Support SRS for geoparquet output
Hi would it be possible to support setting the SRS output for a parquet file so the JSON metadata->geo->crs key is populated?
I see this comment that looks promising and would provide a nice way to do it:
COPY (
SELECT ST_SetSRID(ST_Point(1434967.0, 15026561.0), 'epsg:2193')
) TO 'geotest.parquet'
WITH (
FORMAT 'PARQUET',
COMPRESSION zstd,
COMPRESSION_LEVEL 9,
ROW_GROUP_SIZE 500
);
or maybe an SRS explicit option:
COPY (
SELECT ST_Point(1434967.0, 15026561.0)
) TO 'geotest.parquet'
WITH (
FORMAT 'PARQUET',
COMPRESSION zstd,
COMPRESSION_LEVEL 9,
ROW_GROUP_SIZE 500,
SRS 'EPSG:2193',
);
Another option, which might be easier to implement, is to compile in support for the GDAL geoparquet driver. That driver already supports setting the CRS key in the JSON metadata of the parquet file.
COPY (
SELECT ST_SetSRID(ST_Point(1434967.0, 15026561.0), 'epsg:2193')
) TO 'geotest.parquet'
WITH (
FORMAT gdal,
DRIVER 'parquet',
LAYER_CREATION_OPTIONS ('WRITE_COVERING_BBOX=YES' , 'COMPRESSION=ZSTD')
SRS 'EPSG:2193',
);
Many thanks!
@Maxxen sorry to ask, do you have any view on this, or is it planned to be fixed in the roadmap?
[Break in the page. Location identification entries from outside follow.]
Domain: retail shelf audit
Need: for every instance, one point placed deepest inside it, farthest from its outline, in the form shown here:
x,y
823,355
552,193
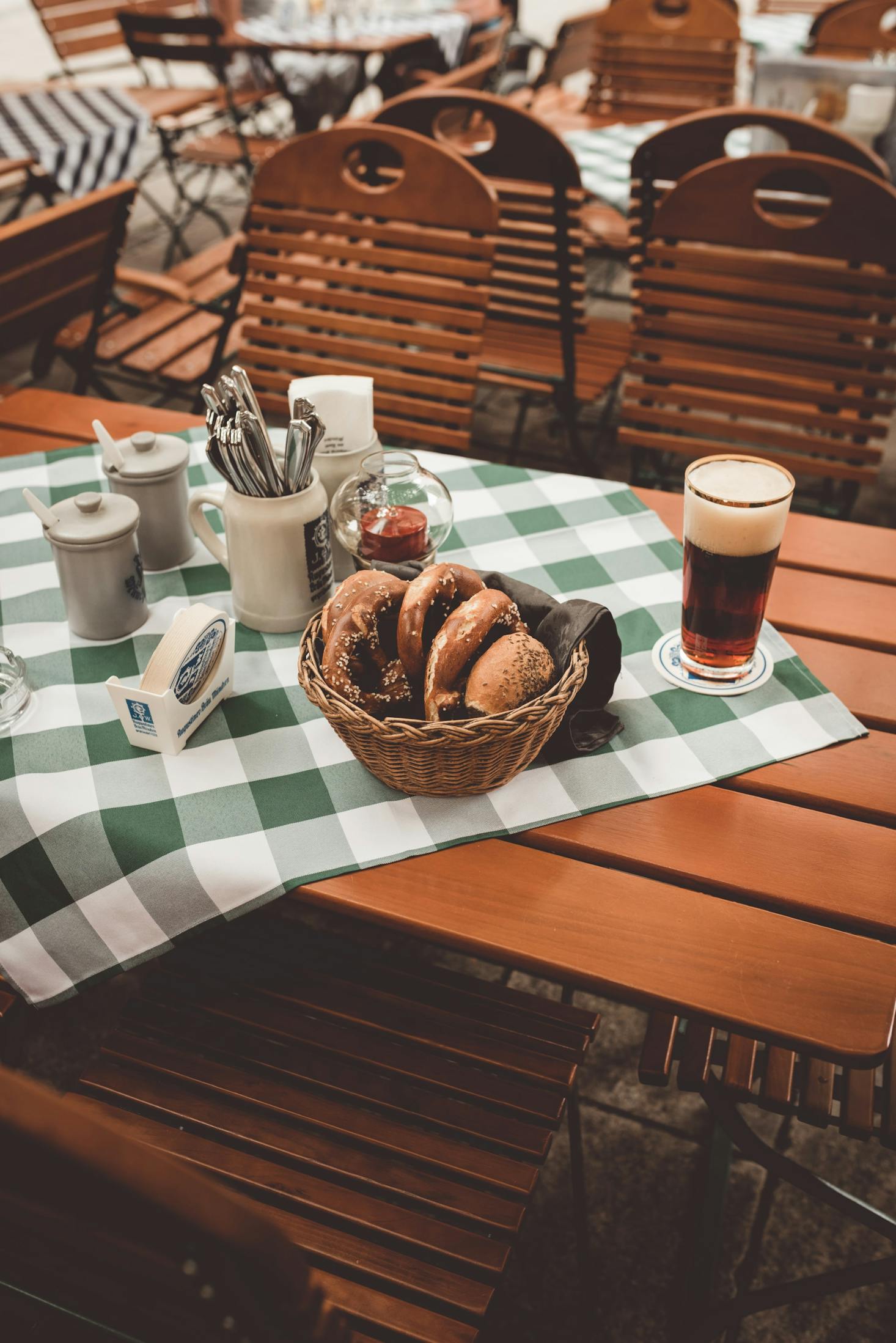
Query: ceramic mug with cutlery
x,y
277,553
Hello! Im currently overhauling how types work in general in DuckDB, and how the extension types and DuckDB GEOMETRY type works in particular, with the goal of being able to attach extra metadata (such as CRS) to a column, which will enable passing SRS/CRS information through and from external formats automatically. As soon as that is done I'll make sure it works for GeoParquet.
Oh wow. Very exciting. Thank you for the update.
Just adding a +1 that it would be great to have the CRS on the column metadata. I want the data stored in its original crs but use st_transform(..., original, 'EPSG:3857') occasionally to visualize it. Currently I'm keeping track of the source_crs somewhere else, which is a bit of additional orchestration.
This is planned to be resolved in DuckDB v1.5
It would be nice if ST_Read_Meta can support reading CRS from geoparquet, in addition to other vector formats like geojson, shapefile, gpkg.
con.sql("""
SELECT CONCAT(layers[1].geometry_fields[1].crs.auth_name, ':', layers[1].geometry_fields[1].crs.auth_code) AS crs_string
FROM ST_Read_Meta('earthquakes.parquet')
""").fetchone()[0]
'EPSG:4326'